Obviously this was a terrible idea. But due to the fact that as kids we were routinely beaten with items from the kitchen drawer, I was the only one who objected.
"Dear Mother, despite that my siblings are too terrified to defy you lest they reawaken the wrath of the wooden spoon, I must respectfully reject Christmas Stocking Reform. For one reason, it is clear that your idea of reform is to reduce the amount of effort expended by you while at the same time increasing ours.
"Secondly, it is the law. According to the Department of Homeland Holiday Security, 'Pursuant to Chapter 12, Section 505(p) of the Code of Christmas Conduct, it is the responsibility of all parental units to fill the stockings of their children regardless [and this is important] of the age, distance, or how much of an ungrateful bastard he or she continues to be.'
"Lastly, it is tradition. Just as your parents filled your stockings, and their parents filled theirs, you must continue to fill ours. Therefore I respectfully decline your request for Christmas Stocking Reform—wooden spoon be damned."
Her response was predictable. "Dear Son, You might have a point if you were a parent, but you aren't, so it is time for you to pay it back!"
"Dear Mommy Dearest: See, you are not considering the sacrifices one must make to not have children. Not having children means we never get to experience those soul-swelling moments of parenthood—like the first time you cradle the child in your arms, or when it finally calls you daddy, or, best of all, having someone to take care of us when we are old. Being childless means we are going to die miserable and alone whereas your kids and grandkids will lovingly surround you at the hospital bed waving incense and singing 'Fire and Rain' as they hold your hands and gently guide you toward the soft light."
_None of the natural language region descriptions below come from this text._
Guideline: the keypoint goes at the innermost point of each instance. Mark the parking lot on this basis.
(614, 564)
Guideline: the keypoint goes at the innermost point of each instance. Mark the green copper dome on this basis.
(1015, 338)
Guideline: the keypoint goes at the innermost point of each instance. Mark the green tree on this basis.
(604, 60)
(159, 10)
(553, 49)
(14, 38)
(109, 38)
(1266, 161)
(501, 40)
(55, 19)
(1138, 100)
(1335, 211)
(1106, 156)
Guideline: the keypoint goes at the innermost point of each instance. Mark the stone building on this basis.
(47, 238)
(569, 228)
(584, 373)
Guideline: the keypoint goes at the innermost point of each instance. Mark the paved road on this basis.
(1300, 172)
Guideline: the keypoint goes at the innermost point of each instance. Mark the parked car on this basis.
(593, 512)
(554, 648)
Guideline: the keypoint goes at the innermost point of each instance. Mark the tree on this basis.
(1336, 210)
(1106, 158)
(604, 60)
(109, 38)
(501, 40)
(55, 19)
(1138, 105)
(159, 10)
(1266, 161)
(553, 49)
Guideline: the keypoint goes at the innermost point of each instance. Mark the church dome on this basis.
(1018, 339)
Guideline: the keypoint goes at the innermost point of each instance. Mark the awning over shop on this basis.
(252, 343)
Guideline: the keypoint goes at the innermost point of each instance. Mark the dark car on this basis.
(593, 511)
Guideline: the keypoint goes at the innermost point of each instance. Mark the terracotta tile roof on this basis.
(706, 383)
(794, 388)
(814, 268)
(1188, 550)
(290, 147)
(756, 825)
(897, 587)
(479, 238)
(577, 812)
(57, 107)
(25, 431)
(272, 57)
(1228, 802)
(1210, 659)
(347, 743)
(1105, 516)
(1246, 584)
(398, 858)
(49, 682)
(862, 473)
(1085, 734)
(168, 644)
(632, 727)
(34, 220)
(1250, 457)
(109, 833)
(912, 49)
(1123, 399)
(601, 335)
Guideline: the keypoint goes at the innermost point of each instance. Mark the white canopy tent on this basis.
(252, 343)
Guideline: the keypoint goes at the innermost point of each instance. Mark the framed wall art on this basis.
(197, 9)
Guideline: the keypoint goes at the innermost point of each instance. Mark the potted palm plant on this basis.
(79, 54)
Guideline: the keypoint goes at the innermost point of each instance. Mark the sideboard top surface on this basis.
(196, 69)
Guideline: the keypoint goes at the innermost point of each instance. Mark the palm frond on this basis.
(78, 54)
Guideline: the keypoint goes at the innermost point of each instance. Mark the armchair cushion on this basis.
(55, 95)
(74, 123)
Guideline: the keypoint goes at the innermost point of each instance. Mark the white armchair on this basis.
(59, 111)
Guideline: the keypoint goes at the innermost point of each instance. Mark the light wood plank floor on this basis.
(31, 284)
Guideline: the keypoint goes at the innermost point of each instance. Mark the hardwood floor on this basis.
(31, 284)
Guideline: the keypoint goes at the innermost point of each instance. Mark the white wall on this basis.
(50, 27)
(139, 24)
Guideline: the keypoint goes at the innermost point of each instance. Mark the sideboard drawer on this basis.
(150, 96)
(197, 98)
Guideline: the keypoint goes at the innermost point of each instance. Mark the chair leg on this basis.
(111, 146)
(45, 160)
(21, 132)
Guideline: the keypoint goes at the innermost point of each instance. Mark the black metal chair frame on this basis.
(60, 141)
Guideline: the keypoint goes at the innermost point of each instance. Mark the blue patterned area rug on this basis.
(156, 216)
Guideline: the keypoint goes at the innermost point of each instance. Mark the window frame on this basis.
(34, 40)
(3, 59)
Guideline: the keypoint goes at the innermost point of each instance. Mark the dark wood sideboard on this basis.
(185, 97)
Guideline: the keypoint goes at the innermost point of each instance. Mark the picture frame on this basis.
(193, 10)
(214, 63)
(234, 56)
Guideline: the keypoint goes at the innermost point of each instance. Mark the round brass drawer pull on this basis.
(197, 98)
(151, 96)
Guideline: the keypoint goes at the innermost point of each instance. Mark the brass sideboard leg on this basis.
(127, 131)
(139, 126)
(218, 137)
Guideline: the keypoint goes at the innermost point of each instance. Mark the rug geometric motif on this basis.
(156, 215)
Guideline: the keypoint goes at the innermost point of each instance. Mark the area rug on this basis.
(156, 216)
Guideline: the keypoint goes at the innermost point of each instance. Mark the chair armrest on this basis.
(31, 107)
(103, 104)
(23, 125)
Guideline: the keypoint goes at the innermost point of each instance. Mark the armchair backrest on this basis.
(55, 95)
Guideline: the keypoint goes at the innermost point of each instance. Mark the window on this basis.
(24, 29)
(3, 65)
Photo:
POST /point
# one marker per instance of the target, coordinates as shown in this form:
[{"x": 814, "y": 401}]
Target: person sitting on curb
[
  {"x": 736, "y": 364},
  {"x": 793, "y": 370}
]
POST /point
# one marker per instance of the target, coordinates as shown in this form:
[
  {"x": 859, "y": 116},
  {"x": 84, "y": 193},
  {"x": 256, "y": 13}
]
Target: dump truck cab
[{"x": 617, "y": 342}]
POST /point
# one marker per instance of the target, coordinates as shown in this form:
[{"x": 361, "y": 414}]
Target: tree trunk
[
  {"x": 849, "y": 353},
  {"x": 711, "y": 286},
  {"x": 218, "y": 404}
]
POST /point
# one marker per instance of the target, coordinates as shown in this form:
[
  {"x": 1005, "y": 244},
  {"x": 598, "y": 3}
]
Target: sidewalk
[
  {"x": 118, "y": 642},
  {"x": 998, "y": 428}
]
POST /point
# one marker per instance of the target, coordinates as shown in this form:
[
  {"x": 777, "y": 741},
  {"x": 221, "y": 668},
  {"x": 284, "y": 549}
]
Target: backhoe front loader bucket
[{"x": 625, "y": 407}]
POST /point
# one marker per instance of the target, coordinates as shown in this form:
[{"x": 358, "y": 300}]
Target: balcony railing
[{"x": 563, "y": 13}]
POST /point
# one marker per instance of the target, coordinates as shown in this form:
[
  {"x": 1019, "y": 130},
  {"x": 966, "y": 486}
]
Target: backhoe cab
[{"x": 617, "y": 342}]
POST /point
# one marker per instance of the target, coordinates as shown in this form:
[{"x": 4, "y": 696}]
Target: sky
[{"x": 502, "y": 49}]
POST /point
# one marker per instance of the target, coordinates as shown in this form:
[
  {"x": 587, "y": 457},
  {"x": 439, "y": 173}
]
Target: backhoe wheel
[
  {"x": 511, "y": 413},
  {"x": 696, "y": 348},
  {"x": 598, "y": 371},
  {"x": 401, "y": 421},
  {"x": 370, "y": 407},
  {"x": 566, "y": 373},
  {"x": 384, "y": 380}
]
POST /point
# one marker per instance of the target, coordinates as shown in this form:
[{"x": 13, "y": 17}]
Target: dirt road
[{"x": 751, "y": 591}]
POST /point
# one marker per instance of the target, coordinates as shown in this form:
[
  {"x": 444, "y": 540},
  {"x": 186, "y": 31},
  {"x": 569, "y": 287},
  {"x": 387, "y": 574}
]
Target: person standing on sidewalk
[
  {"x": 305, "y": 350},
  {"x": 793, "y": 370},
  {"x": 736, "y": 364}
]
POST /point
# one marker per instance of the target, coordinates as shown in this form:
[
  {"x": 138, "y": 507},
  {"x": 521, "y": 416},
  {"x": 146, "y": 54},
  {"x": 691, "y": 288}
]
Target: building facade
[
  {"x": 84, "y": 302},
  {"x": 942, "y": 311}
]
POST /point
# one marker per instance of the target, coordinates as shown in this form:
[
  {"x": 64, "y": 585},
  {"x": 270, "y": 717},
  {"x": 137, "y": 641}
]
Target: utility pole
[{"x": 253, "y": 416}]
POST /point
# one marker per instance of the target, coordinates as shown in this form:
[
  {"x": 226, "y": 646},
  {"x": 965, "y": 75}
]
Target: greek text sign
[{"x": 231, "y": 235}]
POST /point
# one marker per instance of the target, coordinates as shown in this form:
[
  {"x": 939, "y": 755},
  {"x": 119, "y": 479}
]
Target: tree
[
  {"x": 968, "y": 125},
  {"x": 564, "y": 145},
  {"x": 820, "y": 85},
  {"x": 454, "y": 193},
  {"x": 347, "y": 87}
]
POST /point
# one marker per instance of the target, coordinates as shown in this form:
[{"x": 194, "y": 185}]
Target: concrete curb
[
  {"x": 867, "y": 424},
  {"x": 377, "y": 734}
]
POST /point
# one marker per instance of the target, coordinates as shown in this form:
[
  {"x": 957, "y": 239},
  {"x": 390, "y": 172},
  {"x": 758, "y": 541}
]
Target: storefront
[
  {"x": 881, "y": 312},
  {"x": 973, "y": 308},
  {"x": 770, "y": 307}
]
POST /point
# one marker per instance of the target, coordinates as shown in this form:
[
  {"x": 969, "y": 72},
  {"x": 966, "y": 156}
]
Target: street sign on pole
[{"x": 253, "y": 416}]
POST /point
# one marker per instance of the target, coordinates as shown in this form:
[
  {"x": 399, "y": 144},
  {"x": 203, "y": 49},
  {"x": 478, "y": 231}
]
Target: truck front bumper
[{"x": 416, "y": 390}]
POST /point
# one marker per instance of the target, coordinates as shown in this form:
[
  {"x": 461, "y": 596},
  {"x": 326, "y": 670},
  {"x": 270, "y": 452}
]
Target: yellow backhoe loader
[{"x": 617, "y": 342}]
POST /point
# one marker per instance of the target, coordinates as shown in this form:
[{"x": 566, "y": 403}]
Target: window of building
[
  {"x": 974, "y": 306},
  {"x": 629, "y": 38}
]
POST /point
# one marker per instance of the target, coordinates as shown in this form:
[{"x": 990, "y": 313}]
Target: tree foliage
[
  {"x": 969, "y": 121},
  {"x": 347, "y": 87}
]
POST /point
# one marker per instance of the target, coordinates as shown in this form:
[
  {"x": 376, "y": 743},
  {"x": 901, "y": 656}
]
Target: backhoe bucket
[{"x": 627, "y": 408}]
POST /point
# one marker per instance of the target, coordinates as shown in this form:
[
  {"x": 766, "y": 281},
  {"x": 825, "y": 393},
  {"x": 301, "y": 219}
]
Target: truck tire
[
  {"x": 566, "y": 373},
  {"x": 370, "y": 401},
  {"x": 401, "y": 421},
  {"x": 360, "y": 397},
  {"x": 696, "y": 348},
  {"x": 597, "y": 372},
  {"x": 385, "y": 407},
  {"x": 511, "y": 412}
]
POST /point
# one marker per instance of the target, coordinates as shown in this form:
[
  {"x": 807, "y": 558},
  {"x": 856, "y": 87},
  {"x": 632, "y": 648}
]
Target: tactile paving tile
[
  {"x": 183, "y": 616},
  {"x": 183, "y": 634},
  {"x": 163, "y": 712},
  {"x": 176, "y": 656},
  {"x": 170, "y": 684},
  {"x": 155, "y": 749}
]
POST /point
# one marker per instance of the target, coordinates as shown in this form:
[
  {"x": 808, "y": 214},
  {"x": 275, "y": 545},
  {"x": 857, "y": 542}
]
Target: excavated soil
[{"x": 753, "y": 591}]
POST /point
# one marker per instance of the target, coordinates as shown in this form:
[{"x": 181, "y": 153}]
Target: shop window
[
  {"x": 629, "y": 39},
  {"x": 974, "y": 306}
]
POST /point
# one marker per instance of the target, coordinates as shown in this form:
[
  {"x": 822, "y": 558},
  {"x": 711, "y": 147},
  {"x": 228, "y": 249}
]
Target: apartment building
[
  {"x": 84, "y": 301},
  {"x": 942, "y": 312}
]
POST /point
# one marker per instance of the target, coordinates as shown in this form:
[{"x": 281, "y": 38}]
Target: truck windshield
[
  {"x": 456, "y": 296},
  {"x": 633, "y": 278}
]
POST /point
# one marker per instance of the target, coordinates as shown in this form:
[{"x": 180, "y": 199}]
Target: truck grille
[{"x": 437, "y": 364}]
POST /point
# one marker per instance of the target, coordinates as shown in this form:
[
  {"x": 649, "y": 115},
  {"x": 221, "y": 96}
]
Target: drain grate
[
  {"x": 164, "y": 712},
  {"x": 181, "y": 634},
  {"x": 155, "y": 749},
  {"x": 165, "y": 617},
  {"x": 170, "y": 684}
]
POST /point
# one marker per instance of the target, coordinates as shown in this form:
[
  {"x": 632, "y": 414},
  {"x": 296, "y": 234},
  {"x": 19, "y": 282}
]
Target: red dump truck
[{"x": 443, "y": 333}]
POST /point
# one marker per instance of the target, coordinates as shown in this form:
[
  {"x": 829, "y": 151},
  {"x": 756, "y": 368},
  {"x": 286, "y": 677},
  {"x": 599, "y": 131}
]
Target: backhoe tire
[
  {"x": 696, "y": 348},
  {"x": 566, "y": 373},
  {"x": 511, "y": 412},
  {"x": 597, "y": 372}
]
Moreover, not having kids at Christmastime means we will never hear them squeal when The Grinch first appears on the screen, or watch them frolic on the jungle gym for which they've been begging, or see their faces alight as Dad prances around in a Santa suit. However, being childless at Christmas also means we won't have to prance around in a Santa suit, we won't have to assemble a jungle gym, and we won't have to stuff any stockings with meaningless trinkets they will probably swallow, causing me to take them to the emergency room and spend the money I was saving for a billiards table.
Pay it back? Oh please. I have done the world a favor by not having children. Not only because somebody has to counteract all those baby-making factories out there—like the Duggars, the Gosselins and The Catholic Church—but because that's three or four gifts my friends and family don't have to buy my offspring at Christmastime. You're welcome.